En este espacio hemos hablado insistentemente sobre desarrollo económico, entendiéndolo no como una simple acumulación de cifras, sino como una mejora real en la calidad de vida de las personas. Para llegar ahí, el crecimiento económico es condición necesaria. Sin crecimiento, lo que tenemos son ilusiones macroeconómicas y frustraciones sociales.
El desarrollo requiere que una economía sea capaz de generar más bienes y servicios de forma sostenida. Y eso, a su vez, necesita financiamiento. Aquí es donde entra el sistema bancario: una banca eficiente es el puente entre quienes tienen recursos y quienes los necesitan para producir, innovar o emprender. Sin acceso al crédito, no hay expansión empresarial ni innovación, y sin eso, no hay mejora en bienes, servicios o empleos. Así de simple.

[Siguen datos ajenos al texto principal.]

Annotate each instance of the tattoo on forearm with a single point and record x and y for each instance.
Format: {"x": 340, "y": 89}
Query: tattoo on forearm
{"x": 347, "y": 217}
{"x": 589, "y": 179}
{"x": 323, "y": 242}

Pero el problema en México es crónico. Aunque, según el subsecretario de Hacienda (a quien algunos apodan el florero decorativo de la SHCP), “la banca mexicana goza de una sólida posición”, lo cierto es que el acceso al crédito sigue siendo un privilegio. Las Mipymes —que representan el 99% de las empresas del país— siguen sin encontrar en los bancos un aliado real. Y eso no lo digo yo, lo dijo la propia coordinadora del Consejo Asesor Empresarial del gobierno federal, en la misma convención.
A esto se suma un entorno cada vez más gris. La economía muestra claros signos de desaceleración. La confianza del consumidor y del empresariado va a la baja. Las proyecciones del Banco de México y otros organismos financieros apuntan hacia meses complicados, y aún así, desde Palacio Nacional, la narrativa sigue sin alterarse.
La moradora del Palacio —autoerigida en profeta del optimismo— afirmó que México goza de una “solidez económica extraordinaria”, destacando el crecimiento nacional en contraste con la desaceleración de Estados Unidos. Pero claro, omitió detalles incómodos: por ejemplo, que aunque la tasa de desempleo está en 2.2%, en los primeros cinco meses del año solo se han creado 209 mil empleos formales, menos de la mitad de lo que se necesitaría en un escenario mínimo aceptable.
También presumió logros ajenos, como el aumento del poder adquisitivo del salario mínimo (125% desde 2018), mérito del anterior sexenio, no suyo. Y celebró la sustitución de importaciones en sectores clave gracias al “Plan México”, además de anunciar megaproyectos de infraestructura: trenes, viviendas, energía (según ella, 38% renovables), carreteras y puertos.
¿Y los recursos? Bien, gracias. Porque en medio de tanta promesa no hubo una sola mención sobre de dónde saldrá el dinero. Tampoco dijo nada de los casi 1.1 billones de pesos que ha crecido la deuda pública en lo que va del sexenio. Curiosamente, esa cifra es similar a la deuda remanente del Fobaproa. Ese mismo del que tanto ha hablado, pero que —esta vez frente a los “beneficiarios”— se le olvidó mencionar.
Por cierto, también tomó la palabra la actual presidenta del Banco de México, quien se limitó a repetir que el banco tiene un mandato constitucional. Nada sobre inflación, tipo de cambio, tasas o riesgos globales. Silencio institucional que pesa más que mil comunicados.
Así las cosas. Discursos grandes, cifras maquilladas, promesas sin financiamiento y una banca que, aunque sólida en los libros, sigue sin llegar a quienes más la necesitan.
Así, así los tiempos estelares del segundo piso, de la transformación de cuarta.